Há
algo de extremamente doentio na relação da extrema direita com o crime de
estupro, embora isso não seja, exatamente, uma novidade.
Na
horripilante alegoria do fascismo feita pelo cineasta Paolo Pasolini, em 1975,
“Saló ou 120 dias de Sodoma”, um
grupo de jovens, homens e mulheres, é sequestrado por militares fascistas para
ser brutalizado e submetido a todo tipo de sevícia sexual.
No
filme, as cenas de sadismo, escatologia e tortura são o pano de fundo para as
sequências de estupro, um instrumento de dominação presente em todas as
masmorras de governos autoritários, uma arma de guerra de todos os exércitos –
um método de terror que nunca se perdeu no tempo.
No
Brasil, o uso do estupro para aterrorizar e torturar presos políticos,
sobretudo as mulheres, tornou-se um legado patológico da ditadura militar
transformado em um incontrolável desejo sexual pelos psicopatas de direita. Ora
pensado como instrumento de vingança, ora como punição necessária aos que não
rezam pela cartilha fascista.
As
poucas pessoas que conheço adeptas do pensamento fascista, além das muitas que
percebo por meio das redes sociais, veem no estupro de presos (políticos ou
não) uma ação quase que necessária, única forma de tornar exemplar uma punição
baseada somente em sentenças de prisão.
Dessa
forma, para essas pessoas, não basta que Lula seja preso, é preciso que, uma
vez na cadeia, ele (e todos os petistas, comunistas, ateus, abortistas, gays)

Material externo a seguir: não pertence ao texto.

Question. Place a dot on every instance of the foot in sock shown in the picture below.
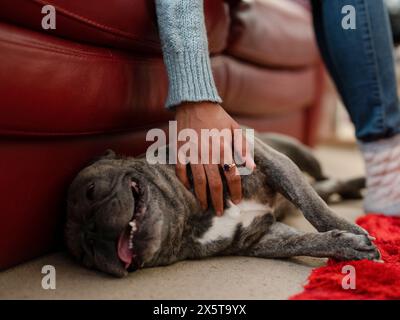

também sofra sevícias sexuais severas, exemplares. Uma patologia morbidamente
freudiana imaginada como dor e punição para o outro, mas como óbvia fonte de
prazer doentio para quem a deseja.
Jair
Bolsonaro, processado no Supremo Tribunal Federal por incitação ao estupro da
deputada Maria do Rosário (PT-RS), reúne em si e em torno de seus seguidores
todas as variáveis dessa patologia.
Ao
votar pelo impeachment da presidenta Dilma Rousseff, Bolsonaro fez questão de
homenagear o coronel Carlos Alberto Brilhante Ustra, a besta fera que torturava
presos políticos no DOI-CODI de São Paulo, nos anos 1970.
Lá,
Ustra colocava ratos nas vaginas de mulheres e organizava sessões de estupros
para aterrorizá-las. Ato contínuo, colocava as próprias filhas para brincar com
as presas recém-seviciadas, como denunciou, no histórico artigo “Brinquedo
macabro”, o jornalista Moacyr Oliveira Filho, o Moa.
Ustra
era um demente monstruoso.
Por
essa razão, não deixa de ser coerente que os admiradores de Jair Bolsonaro (e,
por extensão, de Brilhante Ustra), hidrófobos alimentados por uma ração
permanente de ódio, ignorância e intolerância, infestem as redes sociais para
comemorar o assalto sofrido por Maria do Rosário. E, mais ainda, demonstrar
imenso descontentamento por ela não ter sido estuprada.
Trata-se
de uma matilha adestrada pela narrativa que relaciona Direitos Humanos à defesa
de bandidos. Uma deformação de pensamento que, infelizmente, revela a
precariedade da educação básica brasileira, principalmente nessa classe média
iletrada e reacionária que, hoje, sustenta a candidatura de um idiota que
comemora um assalto e torce pelo estupro de uma mulher. (Por Leandro Fortes, na Revista Fórum).